Canadian singer-songwriter Justin Bieber joins a growing list of songwriters who have sold the rights to their songs for huge sums of money.
Justin Bieber, 28, has sold his entire musical repertoire, with 290 titles including his most recent album Justice, for a one-time payment of more than $200 million. The valuable pop asset has been acquired by the Hipgnosis Song Fund, a UK investment company that has been steadily buying up some of the most important and influential songbooks in modern music history.

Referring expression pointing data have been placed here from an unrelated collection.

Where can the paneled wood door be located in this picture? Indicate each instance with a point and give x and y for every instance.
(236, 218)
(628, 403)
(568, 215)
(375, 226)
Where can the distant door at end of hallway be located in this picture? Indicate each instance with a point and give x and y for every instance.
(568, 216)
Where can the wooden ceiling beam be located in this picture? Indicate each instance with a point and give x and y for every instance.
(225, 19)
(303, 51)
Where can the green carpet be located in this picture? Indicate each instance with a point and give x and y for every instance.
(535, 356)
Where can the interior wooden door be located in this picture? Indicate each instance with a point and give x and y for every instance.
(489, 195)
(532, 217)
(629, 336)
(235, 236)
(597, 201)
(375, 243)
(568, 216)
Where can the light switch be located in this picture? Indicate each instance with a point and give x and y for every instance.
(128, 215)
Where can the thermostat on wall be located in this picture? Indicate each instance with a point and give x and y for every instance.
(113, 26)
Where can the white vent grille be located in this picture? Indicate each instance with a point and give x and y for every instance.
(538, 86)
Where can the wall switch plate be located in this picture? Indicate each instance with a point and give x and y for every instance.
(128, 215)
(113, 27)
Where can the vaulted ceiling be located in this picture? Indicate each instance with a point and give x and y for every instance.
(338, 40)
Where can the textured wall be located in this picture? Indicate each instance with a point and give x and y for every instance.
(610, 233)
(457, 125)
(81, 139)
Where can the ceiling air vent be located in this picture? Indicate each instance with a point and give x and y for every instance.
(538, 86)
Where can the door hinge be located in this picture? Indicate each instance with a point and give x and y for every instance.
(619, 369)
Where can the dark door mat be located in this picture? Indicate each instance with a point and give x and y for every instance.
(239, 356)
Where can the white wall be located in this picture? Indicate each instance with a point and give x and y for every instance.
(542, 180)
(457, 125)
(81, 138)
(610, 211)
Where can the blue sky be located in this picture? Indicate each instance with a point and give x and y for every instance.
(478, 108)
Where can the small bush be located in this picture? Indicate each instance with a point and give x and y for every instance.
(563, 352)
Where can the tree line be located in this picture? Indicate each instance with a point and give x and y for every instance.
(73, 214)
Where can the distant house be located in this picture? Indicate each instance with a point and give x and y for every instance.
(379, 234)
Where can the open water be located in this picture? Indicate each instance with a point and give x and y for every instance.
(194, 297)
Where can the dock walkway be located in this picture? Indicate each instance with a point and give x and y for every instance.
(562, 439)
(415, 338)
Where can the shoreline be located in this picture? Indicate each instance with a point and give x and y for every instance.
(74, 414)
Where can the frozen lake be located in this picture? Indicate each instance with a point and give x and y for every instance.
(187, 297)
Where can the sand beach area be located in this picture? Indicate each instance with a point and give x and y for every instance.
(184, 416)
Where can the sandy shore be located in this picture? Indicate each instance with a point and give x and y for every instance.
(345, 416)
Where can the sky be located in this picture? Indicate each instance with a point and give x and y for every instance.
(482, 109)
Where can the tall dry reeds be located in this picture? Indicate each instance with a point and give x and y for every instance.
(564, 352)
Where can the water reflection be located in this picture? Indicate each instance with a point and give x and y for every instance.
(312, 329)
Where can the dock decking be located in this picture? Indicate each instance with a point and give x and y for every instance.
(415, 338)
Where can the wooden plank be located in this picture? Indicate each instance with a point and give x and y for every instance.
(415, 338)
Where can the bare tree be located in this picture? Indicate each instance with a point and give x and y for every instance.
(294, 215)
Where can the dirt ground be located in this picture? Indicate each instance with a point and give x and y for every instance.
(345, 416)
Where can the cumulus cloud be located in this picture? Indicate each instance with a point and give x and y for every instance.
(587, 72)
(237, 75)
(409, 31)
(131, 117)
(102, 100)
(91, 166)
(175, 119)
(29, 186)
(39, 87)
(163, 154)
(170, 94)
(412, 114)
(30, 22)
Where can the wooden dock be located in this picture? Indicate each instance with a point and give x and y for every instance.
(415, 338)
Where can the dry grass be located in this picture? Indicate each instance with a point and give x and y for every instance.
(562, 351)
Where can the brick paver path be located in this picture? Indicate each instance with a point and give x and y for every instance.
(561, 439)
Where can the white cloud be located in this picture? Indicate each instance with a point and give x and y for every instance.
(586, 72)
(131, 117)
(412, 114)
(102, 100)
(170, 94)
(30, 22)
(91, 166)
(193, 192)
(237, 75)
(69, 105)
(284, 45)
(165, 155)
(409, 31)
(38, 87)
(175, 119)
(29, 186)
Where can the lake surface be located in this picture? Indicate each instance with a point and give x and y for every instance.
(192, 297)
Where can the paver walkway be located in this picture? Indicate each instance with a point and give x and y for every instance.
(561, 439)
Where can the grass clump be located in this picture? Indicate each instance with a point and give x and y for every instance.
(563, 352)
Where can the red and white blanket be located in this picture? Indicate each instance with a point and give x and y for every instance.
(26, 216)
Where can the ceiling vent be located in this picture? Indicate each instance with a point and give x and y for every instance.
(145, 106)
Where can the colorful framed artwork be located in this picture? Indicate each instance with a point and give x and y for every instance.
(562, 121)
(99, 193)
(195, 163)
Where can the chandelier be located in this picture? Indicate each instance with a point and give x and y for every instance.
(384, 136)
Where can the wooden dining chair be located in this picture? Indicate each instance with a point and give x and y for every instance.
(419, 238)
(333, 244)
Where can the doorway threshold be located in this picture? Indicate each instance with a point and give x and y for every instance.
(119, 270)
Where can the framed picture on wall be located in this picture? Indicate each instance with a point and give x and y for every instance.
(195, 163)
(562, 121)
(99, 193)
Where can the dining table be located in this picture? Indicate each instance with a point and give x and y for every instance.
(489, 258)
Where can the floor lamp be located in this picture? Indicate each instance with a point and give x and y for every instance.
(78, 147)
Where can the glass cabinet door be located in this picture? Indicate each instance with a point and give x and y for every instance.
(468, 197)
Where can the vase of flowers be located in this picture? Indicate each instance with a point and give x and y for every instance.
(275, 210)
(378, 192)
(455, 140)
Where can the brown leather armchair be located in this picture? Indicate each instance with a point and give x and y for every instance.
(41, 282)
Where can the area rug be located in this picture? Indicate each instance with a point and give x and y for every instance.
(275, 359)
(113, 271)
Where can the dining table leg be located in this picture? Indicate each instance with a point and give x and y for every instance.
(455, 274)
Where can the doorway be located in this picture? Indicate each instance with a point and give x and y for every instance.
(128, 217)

“Justin Bieber’s impact on world culture over the past 14 years has been truly extraordinary,” said Merck Mercuriadis, founder and CEO of Hipgnosis Song Management, according to Variety. “This acquisition is among the largest deals ever for an artist under the age of 70, such is the power of this incredible catalog that has nearly 82 million monthly listeners and more than 30 billion streams on Spotify alone.”
Billboard magazine has called the deal “the biggest yet for any artist of his generation.”
On the Billboard Hot 100, Bieber has collected 26 top 10 hits, including eight No. 1s. His albums have generated 28 million equivalent album units in the United States, of which 13.2 million are traditional album sales, according to Luminate.
Sales of Musical Repertoires Saw a rise in 2021
Sales of musical repertoires saw a rise in 2021, with million-dollar deals such as those of icons Bruce Springsteen and Paul Simon. In 2022, Justin Timberlake, Leonard Cohen, Nile Rodgers, Kenny Chesney, Neil Young, and Nelly Furtado sold some of their rights to Hipgnosis. Sting, the estate of David Bowie, Phil Collins and his Genesis bandmates Future, the estate of Frank Zappa and Neil Diamond also sold certain assets to investors in 2022.